Founder of For the Love of Wildlife, Donalea Patman, has been awarded the Order of Australia Medal (OAM) for services to animal welfare.
Just 18 months later the former Environment Minister Greg Hunt made the decision for Australia to become the first country to ban the importation of lion trophies and body parts.
Reflecting on her campaign to ensure Australia plays its part in the protection of one of the world’s most iconic species, Donalea recalls meeting Pippa Hankinson at an event in December 2012, Producer of Blood Lions, a documentary exposing the canned hunting industry.
“We happened to catch the same flight out and on that flight, we both pledged to do more for lions.
“Pippa went on to make Blood Lions and I started reaching out to people to see what role Australia could play,” Donalea said.
Leading up to a Federal election Donalea started writing to the candidates about the plight of Africa’s lions.
“I had approached Government to act on behalf of our youth who were being duped into participating in the canned hunting industry.

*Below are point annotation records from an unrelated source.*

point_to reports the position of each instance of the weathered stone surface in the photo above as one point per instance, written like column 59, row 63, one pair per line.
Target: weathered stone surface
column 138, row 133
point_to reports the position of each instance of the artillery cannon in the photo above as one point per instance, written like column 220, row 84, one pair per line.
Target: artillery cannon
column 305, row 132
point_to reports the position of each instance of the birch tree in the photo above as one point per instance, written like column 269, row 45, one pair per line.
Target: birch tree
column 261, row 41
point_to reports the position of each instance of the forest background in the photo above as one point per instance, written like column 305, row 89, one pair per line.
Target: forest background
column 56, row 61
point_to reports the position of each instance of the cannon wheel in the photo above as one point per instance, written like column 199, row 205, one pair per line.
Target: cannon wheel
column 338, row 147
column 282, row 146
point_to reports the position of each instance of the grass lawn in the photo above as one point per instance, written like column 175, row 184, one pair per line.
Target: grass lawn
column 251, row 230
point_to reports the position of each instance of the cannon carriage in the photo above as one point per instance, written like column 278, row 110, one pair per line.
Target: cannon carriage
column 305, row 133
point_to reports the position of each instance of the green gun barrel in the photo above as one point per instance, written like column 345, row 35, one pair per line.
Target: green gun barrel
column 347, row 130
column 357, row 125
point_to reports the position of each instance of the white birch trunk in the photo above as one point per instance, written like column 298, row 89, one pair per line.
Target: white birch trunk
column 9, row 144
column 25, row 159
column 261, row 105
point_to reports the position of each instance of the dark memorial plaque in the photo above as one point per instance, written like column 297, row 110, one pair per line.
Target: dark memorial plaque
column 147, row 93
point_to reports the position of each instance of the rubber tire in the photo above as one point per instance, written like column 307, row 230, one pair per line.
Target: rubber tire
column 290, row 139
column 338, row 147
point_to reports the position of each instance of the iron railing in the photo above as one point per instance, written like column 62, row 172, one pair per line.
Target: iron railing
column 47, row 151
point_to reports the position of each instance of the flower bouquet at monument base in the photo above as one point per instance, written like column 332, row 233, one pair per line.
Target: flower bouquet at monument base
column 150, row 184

“They thought they were raising orphaned cubs as part of a conservation effort, but little did they know they were unwittingly raising cubs that are bred for the bullet,” Donalea said.
She then received a phone call from MP Jason Wood who she described as being shocked at the statistics and appalled at the canned hunting industry.
“He (Jason) said if he was elected he would do something to help.
“Jason championed the work, resulting in tripartisan support to get the changes necessary in enacting a ban on the importation of lion trophies and body parts,” Donalea said.
In recognition of her prestigious award, Donalea reflects on the support and mentoring she has received throughout her journey to date, particularly from Ian Michler, the Specialist Consultant and lead role in the Blood Lions documentary.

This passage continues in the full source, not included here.